Comment by zhyder

Comment by zhyder 10 hours ago

1 reply

It's all about the chip economics. I don't know how the _manufacturing cost_ of Google's TPUs compares to Nvidia's GPUs, for inference of equivalent token throughput.

But at the moment Nvidia's 75-80% gross margin is slowly killing its customers like OpenAI. Eventually Nvidia will drop its margins, because non-0 profit from OpenAI is better than the 0 it'll be if OpenAI doesn't survive. Will be interesting to see if, say, 1/3 the chip cost would make OpenAI gross margin profitable... numbers bandied in this thread of $20B revenue with $115B cost imply they need 1/6 the chip cost, but I doubt those numbers are right (hard to get accurate $ numbers for a private company for the benefit of us arm-chair commenters).

mrtksn 8 hours ago

Yes, from the first principles perspective this AI thingy is just about running electricity through some wires printed on silicon by a Taiwanese company using a Dutch machine.
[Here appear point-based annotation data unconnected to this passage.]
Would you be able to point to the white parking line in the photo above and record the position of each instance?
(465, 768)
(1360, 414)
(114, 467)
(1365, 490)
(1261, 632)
Which means, up until the Taiwanese you have plenty of room to cut margins up until that point the costs are mostly greed based. That is Nvidia is asking for the highest price the customer can pay and they have quite a way to the cost that define their min price. Which means AI companies can actually keep getting better deals until the devices delivered to them are priced close to TSMCs bulk wafer printing prices.